This is also a great resource from Matt Martin of @thegrassfactor . I have really learned alot from this guy.






@CarolinaCuttin That was well said. You are a great source in this community!!


----------



## CarolinaCuttin (Sep 6, 2019)

Slingblade_847 said:


> @CarolinaCuttin Thanls for the insight. Took me a few reads to understand but believe I follow. Most starters I find are some sort of quicker release be it urea/ammonia based. It seems you would be suggesting something either stabilized or slow release? Any starter fert you'd recommend?


Quick release urea and ammonium are fine, but yes the best option is a slow release which can be a synthetic like methylene or triazone urea or an organic. It won't be flushed right through the profile like the nitrates.


----------



## Ohio Lawn (Mar 20, 2019)

Is amomoniacal nitrogen the same as ammonium sulfate?


----------



## CarolinaCuttin (Sep 6, 2019)

Ohio Lawn said:


> Is amomoniacal nitrogen the same as ammonium sulfate?

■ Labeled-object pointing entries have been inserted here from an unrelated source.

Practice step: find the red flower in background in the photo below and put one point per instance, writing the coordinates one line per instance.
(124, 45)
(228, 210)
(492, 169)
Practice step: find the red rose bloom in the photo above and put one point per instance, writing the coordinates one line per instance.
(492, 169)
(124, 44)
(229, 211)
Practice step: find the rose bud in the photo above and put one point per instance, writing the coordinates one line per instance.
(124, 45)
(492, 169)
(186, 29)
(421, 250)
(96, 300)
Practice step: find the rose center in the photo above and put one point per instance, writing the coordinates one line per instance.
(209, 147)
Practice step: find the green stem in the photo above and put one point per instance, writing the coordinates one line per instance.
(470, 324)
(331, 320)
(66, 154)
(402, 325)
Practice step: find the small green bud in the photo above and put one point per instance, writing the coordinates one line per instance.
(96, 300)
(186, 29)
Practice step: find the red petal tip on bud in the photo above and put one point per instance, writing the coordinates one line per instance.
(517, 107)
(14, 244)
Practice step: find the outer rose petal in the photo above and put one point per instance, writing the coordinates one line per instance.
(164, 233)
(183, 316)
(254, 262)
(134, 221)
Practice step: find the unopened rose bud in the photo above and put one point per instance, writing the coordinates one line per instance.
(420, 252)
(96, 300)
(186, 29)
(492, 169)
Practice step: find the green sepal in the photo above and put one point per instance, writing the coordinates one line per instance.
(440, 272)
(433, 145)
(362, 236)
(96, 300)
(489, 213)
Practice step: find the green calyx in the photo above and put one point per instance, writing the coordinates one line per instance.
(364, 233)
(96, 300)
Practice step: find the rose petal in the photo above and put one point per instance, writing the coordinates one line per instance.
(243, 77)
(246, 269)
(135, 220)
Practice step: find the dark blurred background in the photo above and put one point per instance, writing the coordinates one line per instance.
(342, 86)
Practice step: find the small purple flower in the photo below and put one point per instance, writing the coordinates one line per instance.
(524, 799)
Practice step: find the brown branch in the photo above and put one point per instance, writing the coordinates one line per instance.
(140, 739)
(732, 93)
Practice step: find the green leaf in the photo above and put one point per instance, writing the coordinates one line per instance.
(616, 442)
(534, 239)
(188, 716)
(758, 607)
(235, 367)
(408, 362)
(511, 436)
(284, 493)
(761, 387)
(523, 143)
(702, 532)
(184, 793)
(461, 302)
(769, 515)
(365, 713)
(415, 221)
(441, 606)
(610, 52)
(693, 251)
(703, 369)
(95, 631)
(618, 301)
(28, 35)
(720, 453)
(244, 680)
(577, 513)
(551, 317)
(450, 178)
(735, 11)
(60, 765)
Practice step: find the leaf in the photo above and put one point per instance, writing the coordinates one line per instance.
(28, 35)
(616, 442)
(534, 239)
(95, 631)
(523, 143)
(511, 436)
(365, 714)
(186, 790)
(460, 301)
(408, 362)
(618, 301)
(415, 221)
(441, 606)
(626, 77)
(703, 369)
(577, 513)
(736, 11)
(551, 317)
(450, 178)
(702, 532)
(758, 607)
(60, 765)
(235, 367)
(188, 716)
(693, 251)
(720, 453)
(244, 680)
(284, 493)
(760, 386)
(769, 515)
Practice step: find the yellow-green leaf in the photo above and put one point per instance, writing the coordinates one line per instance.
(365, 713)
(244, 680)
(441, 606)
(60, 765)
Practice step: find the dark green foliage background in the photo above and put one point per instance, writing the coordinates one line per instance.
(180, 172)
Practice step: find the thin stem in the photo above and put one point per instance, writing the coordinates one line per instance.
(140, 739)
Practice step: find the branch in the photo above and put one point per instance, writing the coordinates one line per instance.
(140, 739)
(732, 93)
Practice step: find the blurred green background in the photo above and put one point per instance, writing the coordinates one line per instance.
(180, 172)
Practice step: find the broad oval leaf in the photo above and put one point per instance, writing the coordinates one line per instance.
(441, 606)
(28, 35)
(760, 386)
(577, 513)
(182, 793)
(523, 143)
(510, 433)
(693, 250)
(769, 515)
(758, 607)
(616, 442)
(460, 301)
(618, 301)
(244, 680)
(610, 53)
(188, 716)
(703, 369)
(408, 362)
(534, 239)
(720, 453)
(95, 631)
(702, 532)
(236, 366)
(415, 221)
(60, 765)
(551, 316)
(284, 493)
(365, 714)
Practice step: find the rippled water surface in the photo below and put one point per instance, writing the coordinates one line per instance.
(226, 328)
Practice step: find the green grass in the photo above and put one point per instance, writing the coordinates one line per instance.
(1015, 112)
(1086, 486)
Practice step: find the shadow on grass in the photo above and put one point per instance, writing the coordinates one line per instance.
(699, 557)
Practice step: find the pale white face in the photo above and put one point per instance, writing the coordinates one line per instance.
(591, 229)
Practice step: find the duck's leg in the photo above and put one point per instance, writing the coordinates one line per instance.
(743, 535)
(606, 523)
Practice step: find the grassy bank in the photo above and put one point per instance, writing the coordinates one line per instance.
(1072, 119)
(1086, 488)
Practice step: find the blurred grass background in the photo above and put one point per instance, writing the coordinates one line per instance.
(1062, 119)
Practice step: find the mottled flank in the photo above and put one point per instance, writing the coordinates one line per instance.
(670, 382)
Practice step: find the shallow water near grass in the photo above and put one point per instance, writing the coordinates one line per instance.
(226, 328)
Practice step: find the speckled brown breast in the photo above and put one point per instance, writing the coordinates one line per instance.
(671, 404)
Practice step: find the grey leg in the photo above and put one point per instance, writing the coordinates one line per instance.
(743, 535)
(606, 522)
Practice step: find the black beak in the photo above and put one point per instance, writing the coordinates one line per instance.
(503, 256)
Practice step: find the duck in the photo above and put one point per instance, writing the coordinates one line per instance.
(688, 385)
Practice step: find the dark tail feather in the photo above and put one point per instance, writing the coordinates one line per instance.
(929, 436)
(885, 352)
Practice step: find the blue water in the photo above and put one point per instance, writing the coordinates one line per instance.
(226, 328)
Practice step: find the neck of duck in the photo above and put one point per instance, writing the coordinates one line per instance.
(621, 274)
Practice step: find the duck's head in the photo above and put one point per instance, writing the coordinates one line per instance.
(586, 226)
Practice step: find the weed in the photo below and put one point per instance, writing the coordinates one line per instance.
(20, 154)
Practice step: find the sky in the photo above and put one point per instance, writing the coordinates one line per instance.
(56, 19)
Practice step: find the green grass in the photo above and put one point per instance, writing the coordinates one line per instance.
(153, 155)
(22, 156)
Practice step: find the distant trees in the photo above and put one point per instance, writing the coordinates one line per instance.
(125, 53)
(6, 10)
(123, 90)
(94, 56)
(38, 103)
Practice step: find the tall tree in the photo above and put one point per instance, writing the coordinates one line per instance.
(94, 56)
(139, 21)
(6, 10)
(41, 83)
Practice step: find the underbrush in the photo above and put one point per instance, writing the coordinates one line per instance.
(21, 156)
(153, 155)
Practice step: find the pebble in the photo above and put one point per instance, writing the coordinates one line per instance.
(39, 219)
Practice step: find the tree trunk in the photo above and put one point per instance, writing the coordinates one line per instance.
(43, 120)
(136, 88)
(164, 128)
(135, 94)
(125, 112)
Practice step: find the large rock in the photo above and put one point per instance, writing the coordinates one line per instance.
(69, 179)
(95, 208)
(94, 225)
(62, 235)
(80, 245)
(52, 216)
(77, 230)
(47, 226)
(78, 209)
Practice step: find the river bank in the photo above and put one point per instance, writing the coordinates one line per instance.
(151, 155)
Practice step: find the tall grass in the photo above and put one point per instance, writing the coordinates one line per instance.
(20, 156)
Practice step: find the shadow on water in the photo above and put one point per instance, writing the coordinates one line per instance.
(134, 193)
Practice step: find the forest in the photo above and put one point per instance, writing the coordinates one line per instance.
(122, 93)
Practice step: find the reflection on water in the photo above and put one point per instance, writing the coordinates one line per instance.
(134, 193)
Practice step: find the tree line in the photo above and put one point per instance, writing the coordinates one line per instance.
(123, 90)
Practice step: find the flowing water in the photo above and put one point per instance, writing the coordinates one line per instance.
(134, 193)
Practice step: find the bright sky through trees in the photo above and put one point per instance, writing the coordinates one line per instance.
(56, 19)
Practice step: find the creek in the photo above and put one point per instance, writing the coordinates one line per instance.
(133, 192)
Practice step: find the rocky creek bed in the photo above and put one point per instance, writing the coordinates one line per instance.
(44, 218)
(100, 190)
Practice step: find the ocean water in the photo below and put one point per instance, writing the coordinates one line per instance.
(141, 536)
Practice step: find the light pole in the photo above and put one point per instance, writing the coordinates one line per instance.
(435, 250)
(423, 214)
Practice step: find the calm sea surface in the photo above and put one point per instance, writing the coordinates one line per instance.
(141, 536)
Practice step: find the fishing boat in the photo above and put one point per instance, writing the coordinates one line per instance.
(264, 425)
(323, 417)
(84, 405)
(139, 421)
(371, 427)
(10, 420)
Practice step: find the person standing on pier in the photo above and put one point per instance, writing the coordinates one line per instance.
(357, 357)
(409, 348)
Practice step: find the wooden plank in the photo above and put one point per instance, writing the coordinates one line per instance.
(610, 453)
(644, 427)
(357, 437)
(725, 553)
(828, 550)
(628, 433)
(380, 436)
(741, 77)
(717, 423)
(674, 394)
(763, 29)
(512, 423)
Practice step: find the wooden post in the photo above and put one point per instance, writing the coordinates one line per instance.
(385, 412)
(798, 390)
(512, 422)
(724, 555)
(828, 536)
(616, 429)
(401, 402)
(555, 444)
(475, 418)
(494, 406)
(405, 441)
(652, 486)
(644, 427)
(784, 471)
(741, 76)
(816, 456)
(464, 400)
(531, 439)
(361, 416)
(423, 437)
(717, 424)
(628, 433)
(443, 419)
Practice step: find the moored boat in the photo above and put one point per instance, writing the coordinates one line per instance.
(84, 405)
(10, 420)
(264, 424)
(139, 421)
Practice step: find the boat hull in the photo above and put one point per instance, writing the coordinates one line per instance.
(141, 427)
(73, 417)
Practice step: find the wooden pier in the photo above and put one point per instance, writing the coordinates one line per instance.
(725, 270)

Ammonium sulfate is a source of ammoniacal nitrogen. Any salt containing the ammonium cation provides a source of ammoniacal nitrogen. It can be ammonium sulfate, ammonium nitrate, ammonium phosphate, calcium ammonium nitrate, etc.


----------



## Ohio Lawn (Mar 20, 2019)

CarolinaCuttin said:


> Ohio Lawn said:
> 
> 
> > Is amomoniacal nitrogen the same as ammonium sulfate?
> ...


Great. Thank you.


----------